8.45 Uhr | Wir wachen langsam auf – unsere Nachbarn frühstücken schon fröhlich. Dirk holt ein Brot und Nane kocht Tee – Yavas Yavas….

9.30 Uhr | Wir gehen baden – das Wasser ist recht frisch, da der Wind viel Wasser aus dem Hisarönü in die Bucht geblasen hat. Danach lassen wir uns in der Sonne trocknen. Unsere Nachbarn machen sich langsam fertig zum Auslaufen.

10.00 Uhr | Der Kat übt mit seinen Mitseglern an- und ablegen am Jetty. Jeder darf mal ran, einmal vorwärts und einmal rückwärts – das sieht echt gut aus.

10.45 Uhr | Unsere Pforzheimer Damen wollen auch los. Vielleicht nach Sögüt oder nach Bozukkale – so genau wissen sie es noch nicht. Das Ablegen klappt ganz gut, beim Muring fallen lassen verhedert sich eine Muring im Anker und sie kommen quer. Die Lady Iris treibt in unsere beiden Muring-Leinen kommt aber wieder frei – alles gut.
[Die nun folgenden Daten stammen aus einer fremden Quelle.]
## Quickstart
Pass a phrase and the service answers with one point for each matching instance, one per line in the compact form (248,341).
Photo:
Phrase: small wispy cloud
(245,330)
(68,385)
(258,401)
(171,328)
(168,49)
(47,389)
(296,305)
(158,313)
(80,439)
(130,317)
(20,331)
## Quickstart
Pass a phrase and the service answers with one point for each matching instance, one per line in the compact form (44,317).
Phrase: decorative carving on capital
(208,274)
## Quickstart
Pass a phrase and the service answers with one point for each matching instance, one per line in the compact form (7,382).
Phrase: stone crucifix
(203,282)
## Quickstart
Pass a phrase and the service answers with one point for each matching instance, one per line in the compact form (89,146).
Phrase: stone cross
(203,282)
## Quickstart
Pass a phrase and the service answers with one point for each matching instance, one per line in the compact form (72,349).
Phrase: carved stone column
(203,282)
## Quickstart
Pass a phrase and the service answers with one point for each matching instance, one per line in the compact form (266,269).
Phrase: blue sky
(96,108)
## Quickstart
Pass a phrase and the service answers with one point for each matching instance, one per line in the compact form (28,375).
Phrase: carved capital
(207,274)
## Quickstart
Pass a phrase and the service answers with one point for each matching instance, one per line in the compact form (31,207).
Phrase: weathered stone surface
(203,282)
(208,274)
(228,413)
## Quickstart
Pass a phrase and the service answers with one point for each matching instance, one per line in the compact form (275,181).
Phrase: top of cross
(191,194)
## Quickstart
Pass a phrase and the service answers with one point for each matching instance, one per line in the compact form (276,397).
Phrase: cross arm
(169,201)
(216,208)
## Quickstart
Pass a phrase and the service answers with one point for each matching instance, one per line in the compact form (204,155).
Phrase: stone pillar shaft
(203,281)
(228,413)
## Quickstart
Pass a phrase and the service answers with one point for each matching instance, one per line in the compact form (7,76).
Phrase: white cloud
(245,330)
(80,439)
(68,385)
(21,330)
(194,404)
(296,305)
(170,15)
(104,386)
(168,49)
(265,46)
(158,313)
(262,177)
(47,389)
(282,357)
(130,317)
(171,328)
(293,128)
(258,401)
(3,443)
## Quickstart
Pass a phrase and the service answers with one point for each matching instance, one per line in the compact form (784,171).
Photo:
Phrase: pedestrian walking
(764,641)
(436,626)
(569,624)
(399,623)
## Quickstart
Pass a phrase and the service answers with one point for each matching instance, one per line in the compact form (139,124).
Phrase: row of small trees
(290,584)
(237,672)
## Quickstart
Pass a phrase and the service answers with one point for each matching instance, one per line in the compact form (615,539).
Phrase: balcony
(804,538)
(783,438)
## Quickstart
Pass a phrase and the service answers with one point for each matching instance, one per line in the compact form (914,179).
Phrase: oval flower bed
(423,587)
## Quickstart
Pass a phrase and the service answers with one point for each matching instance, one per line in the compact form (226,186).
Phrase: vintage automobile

11.00 Uhr | Wir liegen allein am Steg und finden es perfekt J. Um unsere Batterien ein wenig zu laden, startet Dirk den Motor, denn jetzt können wir niemanden stören.

13.30 Uhr | Wir schwimmen, lesen, sonnen uns und finden den Tag einfach herrlich. Neben uns kommt ein Kat mit englisch/irischer Crew, 2 Pärchen. Wir helfen beim Anlegen und da er trotz zwei Murings recht schräg am Jetty liegt, fixieren wir ihn am Bug der Ambiente, da wir noch die zwei Murings vom Vorabend haben, passt das wunderbar. Die Crew ist so dankbar, dass wir erst mal ein Efes mittrinken müssen – auch der Skipper ;-)

14.00 Uhr | Nane will gerade einen Salat zubereiten, als der nächste Nachbar kommt. Eine deutsche Crew mit Hamburger und baden-württembergischer Flagge. Nane übergibt die Muring – kein Danke. Man reißt an unserer Reling – Nane erklärt freundlich, dass man das bitte unterlassen soll – man ist beleidigt (vielleicht ist das an der Ostsee ja so üblich – sorry Elmar). Die Muring wird belegt mit lustigen Knoten, die wir noch nicht kennen. Tarek ruft, dass mehr gezogen werden muss, aber die Dame der Yacht ignoriert das und meint, sie macht das immer so, das langt. Also muss Tarek selbst an Bord springen und die Muring richtig dicht holen, vorher muss er die lustigen Knoten lösen, die hier auf der Klampe verwurschtelt sind und schaut uns fragend an. Sympathische Nachbarn sind das nicht gerade.

14.30 Uhr | Endlich ist der Salat fertig und das Brot aufgebacken. Wir essen gemütlich im Cockpit und gehen dann nach mal mit Cookies bewaffnet zum Cay trinken. Wir verstehen zwar kein Wort von dem türkischen hin und her zwischen der Familie, dem Koch und dem Rest der Mannschaft, aber es ist sehr lustig. Die Mama bringt uns noch frische Trauben und wir sitzen auch heute wieder gemütlich mit am Familientisch.

16.00 Uhr | Wir gehen noch mal schwimmen – einfach herrlich! Danach dösen wir etwas an Deck und gehen irgendwann duschen, um zuvor noch die kleinen Kätzchen des Kochs zu bewundern, die er uns stolz entgegenträgt.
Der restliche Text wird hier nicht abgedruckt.